¿Por qué irían a cambiar las cosas sólo por la magia de un cambio de almanaque? Se trata, y todo el mundo lo sabe, de una convención apropiada para los deseos de fin de año. Para decirse cosas que normalmente no nos decimos. O que no estamos acostumbrados a decirnos, de las buenas y de las malas. Pero lo que no pega un vuelco es la vida real. Muestra de estos días son dos casos diferentes pero que en un punto se tocan.
El de la profesora de yoga atropellada, poco menos que asesinada, en Palermo, y el de la jueza de Chubut que anda a los besos y haciendo selfis en la cárcel con un delincuente que el resto del tribunal condenó, pero no ella. Tenemos entonces a alguien que, con su auto a toda velocidad, atropella a un pelotón de ciclistas, mata a una mujer, deja el tendal de heridos y se toma su tiempo para sacar sus cosas del auto, cargar la mochila al hombro e irse con toda naturalidad.
No puede ser nuevo, debe tener mucho odio adentro. A José Carlos Olaya González, de 32 y sin trabajo conocido, la enorme tragedia que provocó no le movió un pelo. No lo manejaba el alcohol, sino la droga, algo más o menos nuevo entre tanto viejo. Entre lo viejo: había sido condenado a seis años y nueve meses por robo y uso de armas de guerra. Quedó libre a los tres años, volvió a caer por otros delitos y condenado a dos años y 6 meses. Salió enseguida.
Tener este tipo de antecedentes es, posiblemente, tener buenos antecedentes en esos círculos de desprecio y odio a los demás. Olaya González tiñó de sangre una mañana de paz. Mató y abandonó como si fuese la cosa más normal del mundo. En ese grupo de amigos que disfrutaba entre los árboles y el verde y hacía gimnasia en el año que comienza, estaba Marcela Bimonte. Tenía dos hijas y enseñaba yoga.
También era voluntaria en el Roffo, donde asistía a enfermos de cáncer. El yoga impulsa a devolver los beneficios que uno ha recibido. Marcela organizaba con su pareja esas bicicleteadas zen, porque, decía, buscaban combinar el pedaleo con la meditación que apacigua y a veces ilumina. Lucía joven, pero tenía 62: estaba en ese tramo de la vida cuando más nos preguntamos qué tareas y placeres queremos para los años que nos quedan.
Pero nadie está suficientemente preparado para las agresiones de afuera. El yoga enseña a no juzgar o a juzgar menos. Es difícil no hacerlo con gente como Olaya González, que no es víctima sino victimario, aunque haya jueces que no piensan así. Y que se imponen a veces por sobre el resto. Ahí tenemos el caso de Mariel Alejandra Suárez: difícil entender cómo llegó a jueza y por qué sigue siendo jueza.

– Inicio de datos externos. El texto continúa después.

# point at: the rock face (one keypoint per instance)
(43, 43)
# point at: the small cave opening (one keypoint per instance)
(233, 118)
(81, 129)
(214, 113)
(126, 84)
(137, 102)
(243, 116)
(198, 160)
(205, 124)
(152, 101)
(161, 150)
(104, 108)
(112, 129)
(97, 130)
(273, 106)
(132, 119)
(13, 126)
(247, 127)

La Magistratura de Chubut destituyó a Suárez por mal desempeño. Entre otras cosas, liberar presos por teléfono y una pésima decisión en un caso de un menor abusado. Obvio, ella se declaró víctima de “una maniobra política”, porque aún no se había inventado el lawfare, un juez le dio la derecha y el Tribunal Superior la restituyó en su puesto. Al toque quiso viajar a Santa Cruz sin el PCR que exigía la provincia y sacó chapa de jueza. Fracasó.
¿Y quién es el preso con el que la jueza anda a los besos? Se llama Cristian “Mai” Bustos y no es un delincuente cualquiera, mató a golpes a su hijastro de 9 meses. Le partió la columna vertebral a golpes, comprobaron los médicos. Fue condenado a 20 años, lo mandaron a una comisaría y se fugó a Chile. Ya había matado a un bebé y cuando volvió, mató a un policía. Escapó, lo atraparon los carabineros del otro lado de la cordillera y lo mandaron para acá.
Ahora le dieron la perpetua, que Suárez no acompañó. ¿Y por qué la jueza andaba a los besos con semejante criminal? Porque está haciendo un “trabajo académico”. Dijo que proyecta escribir un libro sobre Bustos y que por eso actuó “de ella misma, no de juez”. Lo único que se entiende de esto es que andaba a los besos. Tal vez ponga andar esa otra variante del realismo mágico argentino, el judicial.